TikTok’s growth has brands like The Athlete’s Foot seeking TikTok agencies

As TikTok has become a mainstay in many marketing budgets and strategies, some marketers are seeking TikTok agencies of records and experts, hesitant to launch branded accounts on their own. 

For example, global retail company The Athlete’s Foot has yet to join the marketing masses and create a branded TikTok account. Instead, the Atlanta-based company is opting to seek out a TikTok-expert boutique agency rather than managing the short-form video app in-house, according to Darius Billings, The Athlete’s Foot’s vp of marketing and community engagement.

“We haven’t as a brand touched on TikTok yet,” Billings said. “But with TikTok, you have to constantly keep content, that user-generated content as needed.” The Athlete’s Foot is revamping its digital strategy to include e-commerce capabilities, in which shoppers can buy directly from the site, and will resume looking for a TikTok-specific agency after it’s complete, per a spokesperson for the company.
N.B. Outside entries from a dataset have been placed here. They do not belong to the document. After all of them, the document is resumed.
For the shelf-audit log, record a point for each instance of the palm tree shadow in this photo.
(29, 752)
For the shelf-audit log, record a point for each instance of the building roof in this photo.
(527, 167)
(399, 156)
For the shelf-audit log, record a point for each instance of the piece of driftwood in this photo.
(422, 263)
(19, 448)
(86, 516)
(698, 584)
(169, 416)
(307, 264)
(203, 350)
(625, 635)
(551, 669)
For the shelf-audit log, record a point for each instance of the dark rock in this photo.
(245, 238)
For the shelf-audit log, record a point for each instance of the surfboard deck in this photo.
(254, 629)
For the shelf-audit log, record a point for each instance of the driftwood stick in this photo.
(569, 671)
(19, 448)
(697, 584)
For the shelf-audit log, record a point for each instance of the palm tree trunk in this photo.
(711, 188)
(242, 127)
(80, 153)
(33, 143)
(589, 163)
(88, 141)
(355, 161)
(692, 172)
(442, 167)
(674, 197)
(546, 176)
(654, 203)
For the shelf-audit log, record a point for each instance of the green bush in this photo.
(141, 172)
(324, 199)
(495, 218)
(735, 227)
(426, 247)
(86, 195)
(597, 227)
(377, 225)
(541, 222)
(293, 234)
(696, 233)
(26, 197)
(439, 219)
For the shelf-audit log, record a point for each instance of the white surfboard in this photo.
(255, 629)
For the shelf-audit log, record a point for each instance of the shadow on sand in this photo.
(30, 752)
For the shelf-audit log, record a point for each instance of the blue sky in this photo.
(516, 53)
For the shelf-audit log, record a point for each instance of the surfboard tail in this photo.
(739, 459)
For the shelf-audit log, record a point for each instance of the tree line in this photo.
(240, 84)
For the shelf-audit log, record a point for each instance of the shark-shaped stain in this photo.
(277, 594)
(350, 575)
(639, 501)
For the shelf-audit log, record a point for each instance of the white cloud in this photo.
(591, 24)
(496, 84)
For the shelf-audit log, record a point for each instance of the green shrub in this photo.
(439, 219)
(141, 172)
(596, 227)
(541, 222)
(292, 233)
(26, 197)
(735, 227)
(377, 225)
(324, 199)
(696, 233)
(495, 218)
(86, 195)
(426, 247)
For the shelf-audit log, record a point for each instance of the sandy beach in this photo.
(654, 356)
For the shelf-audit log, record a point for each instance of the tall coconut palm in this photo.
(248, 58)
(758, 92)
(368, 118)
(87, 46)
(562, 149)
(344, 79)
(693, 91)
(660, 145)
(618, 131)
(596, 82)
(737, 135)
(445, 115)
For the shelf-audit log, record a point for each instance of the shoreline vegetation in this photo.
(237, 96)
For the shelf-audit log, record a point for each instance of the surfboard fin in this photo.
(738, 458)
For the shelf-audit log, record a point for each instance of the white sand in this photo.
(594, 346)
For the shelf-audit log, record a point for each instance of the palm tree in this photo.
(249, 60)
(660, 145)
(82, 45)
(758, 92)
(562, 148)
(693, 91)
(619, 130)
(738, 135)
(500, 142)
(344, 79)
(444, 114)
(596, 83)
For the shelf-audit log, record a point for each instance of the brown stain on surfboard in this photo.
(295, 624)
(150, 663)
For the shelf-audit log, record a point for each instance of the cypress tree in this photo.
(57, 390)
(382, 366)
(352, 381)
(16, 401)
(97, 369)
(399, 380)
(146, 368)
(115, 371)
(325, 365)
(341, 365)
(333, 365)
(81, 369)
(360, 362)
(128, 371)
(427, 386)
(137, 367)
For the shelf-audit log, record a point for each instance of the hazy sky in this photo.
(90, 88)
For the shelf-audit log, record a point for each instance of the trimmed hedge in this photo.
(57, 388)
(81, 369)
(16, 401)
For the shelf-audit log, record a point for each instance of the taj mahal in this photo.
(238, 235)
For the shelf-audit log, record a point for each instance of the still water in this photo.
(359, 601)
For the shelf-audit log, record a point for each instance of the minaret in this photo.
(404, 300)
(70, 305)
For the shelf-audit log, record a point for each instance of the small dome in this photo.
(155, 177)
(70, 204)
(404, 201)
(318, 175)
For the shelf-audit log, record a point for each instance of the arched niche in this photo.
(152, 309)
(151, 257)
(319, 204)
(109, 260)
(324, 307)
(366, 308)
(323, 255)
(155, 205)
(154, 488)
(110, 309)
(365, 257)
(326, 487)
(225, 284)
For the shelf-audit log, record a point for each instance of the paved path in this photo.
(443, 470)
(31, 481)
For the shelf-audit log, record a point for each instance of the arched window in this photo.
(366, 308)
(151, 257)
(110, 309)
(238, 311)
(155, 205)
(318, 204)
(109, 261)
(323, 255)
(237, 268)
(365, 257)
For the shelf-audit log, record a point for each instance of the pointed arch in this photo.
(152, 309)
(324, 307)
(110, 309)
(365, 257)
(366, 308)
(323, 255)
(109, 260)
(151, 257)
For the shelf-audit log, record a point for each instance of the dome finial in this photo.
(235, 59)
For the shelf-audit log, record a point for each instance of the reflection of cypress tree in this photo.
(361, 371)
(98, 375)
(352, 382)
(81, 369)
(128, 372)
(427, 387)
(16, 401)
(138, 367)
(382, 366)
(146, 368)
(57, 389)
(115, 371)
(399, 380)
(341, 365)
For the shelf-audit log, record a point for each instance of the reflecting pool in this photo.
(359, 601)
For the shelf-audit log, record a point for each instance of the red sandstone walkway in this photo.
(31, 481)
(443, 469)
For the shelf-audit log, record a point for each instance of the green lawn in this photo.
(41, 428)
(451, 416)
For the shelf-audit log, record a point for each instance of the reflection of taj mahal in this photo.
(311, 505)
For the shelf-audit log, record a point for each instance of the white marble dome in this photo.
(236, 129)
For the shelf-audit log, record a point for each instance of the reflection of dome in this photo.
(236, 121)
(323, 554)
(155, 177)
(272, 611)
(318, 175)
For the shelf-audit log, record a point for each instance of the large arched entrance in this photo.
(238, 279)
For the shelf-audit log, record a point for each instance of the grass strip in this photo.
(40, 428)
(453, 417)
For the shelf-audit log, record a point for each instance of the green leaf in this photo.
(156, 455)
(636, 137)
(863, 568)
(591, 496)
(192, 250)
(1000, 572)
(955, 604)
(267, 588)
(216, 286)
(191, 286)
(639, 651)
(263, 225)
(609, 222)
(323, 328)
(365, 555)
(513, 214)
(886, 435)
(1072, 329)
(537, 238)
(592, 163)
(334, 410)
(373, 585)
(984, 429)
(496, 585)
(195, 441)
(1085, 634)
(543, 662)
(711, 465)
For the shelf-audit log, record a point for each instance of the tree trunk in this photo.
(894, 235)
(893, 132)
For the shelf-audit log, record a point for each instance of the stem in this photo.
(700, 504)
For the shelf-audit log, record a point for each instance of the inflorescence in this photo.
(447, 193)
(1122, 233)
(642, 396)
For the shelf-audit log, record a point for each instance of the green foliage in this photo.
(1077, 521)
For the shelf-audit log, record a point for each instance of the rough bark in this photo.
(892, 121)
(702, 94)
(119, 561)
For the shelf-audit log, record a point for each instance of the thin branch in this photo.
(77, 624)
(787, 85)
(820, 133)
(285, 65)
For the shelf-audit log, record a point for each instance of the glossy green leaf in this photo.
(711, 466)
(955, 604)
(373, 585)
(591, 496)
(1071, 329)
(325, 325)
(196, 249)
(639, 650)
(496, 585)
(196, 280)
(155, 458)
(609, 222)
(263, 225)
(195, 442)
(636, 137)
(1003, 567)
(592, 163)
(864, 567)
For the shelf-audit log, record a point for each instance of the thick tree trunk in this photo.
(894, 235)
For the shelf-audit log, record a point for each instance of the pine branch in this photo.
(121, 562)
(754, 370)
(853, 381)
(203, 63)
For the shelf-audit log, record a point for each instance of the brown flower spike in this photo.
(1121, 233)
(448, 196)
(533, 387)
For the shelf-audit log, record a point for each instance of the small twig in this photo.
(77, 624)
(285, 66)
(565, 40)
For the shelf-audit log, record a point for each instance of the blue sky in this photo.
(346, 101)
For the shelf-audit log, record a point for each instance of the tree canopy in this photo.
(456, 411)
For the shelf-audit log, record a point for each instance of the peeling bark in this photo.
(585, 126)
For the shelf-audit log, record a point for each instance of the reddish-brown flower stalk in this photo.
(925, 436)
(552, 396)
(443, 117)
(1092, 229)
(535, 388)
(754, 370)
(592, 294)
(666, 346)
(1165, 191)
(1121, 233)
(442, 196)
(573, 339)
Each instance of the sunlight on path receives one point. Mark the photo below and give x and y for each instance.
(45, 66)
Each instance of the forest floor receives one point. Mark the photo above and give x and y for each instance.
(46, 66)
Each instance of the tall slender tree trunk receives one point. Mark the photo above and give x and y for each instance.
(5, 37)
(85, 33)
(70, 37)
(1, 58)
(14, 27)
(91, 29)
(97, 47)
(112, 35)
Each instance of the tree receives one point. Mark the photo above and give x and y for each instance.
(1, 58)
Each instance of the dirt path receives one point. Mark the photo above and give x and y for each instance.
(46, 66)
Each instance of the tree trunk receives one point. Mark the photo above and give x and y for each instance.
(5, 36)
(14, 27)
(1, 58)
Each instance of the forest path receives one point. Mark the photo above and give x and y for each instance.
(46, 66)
It’s unclear what The Athlete’s Foot’s timeline is for this initiative.

Seemingly, major brands are more regularly looking for social media support to keep up with the volume and speed of content required to maintain a TikTok presence. According to a recent report from online agency marketplace StudioSpace, marketers are more concerned with social and content skills than user experience or creative production. Meanwhile, new agencies are emerging, increasingly specializing in the art of TikTok advertising.

“If you can’t create it in-house and be up to date, you have to have third-party partners that that’s what they do,” said Billings. “When it comes to social media and creating great content, you have to be on it.” 

It’s unclear how much The Athlete’s Foot has set aside for social media ad spend as the company declined to outline specific figures. From Q1 of this year through June, the retailer spent $32,056 on media, according to Vivvix, including paid social data from Pathmatics. In comparison, The Athlete’s Foot spent $77,019 on media in 2022. 

Ironically, The Athlete’s Foot has 260,000 followers, and an active presence on Instagram — and Meta’s TikTok competitor Reels — via branded content and influencers. The retailer has also had an active presence on Threads, Meta’s response to Twitter’s (now known as X). By way of influencers and content creators, the retailer has a small TikTok presence, but no official brand page.

“(Instagram) is the best for us because of the audience,” Billings said. “And then some of the micro-influencers that we use, that’s their number one platform as well.” 

The Athlete’s Foot isn’t alone in its trepidation around in-housing its TikTok strategy. As the platform continues to mature, having recently launched its new e-commerce offering, TikTok Shop, marketers are looking to TikTok experts to help them master the platform. (More on that here.) In early August, drinkware brand Stanley announced that it had hired GSD&M as its first TikTok agency-of-record, overseeing its TikTok strategy, content creation and other responsibilities. The Athlete’s Foot has yet to announce an official partnership with any agency. 

The trend has raised eyebrows at at least one agency, which doesn’t suspect most brands need TikTok-specific agencies, even with the volume and speed of content needed to feed the social media beast. 

“Brands have always tried to control so much [of] the narrative around their brand, and contingency plan for backlash and screw ups,” said Jesse Unger, head of strategy at ad agency Mother. “There’s always been a fear of anything going wrong.” 

TikTok represents a new phase of social media, in which the pendulum has swung from overly polished Instagram-ready content to seemingly more authentic, in-the-moment TikTok videos. Here, Unger said, culture and content moves so fast and the algorithm is so unpredictable that brands have permission to not get it right all the time. 

“It’s less daunting if you think about it as an experimental playground rather than content machine you need to feed,” she added. “It becomes far less overwhelming and daunting when it’s permission to experiment and you don’t expect everything to hit because you never know.”

Brands do, however, need experts who understand the brand, TikTok as a platform and the value of creating for social, she said. The danger of having a TikTok-only agency is that it, like any external agency, can create disconnect between the brand and its goals by having a third-party managing. It’s often a critique of external agency partnerships.

TikTok itself has been working this year, courting advertisers at scale as the platform’s user base continues to grow. According to Insider Intelligence, TikTok’s user base is expected to grow from 834.3 million this year to 900.7 million next year. (See TikTok’s pitch deck here.)

That said, The Athlete’s Foot has a small team and managing TikTok in-house full time could be overwhelming, per Billings. “Once e-commerce, once we launch that again, we’ll definitely have a new direction and a new strategy for our social media, which will be great honestly and will help out our presence,” he said.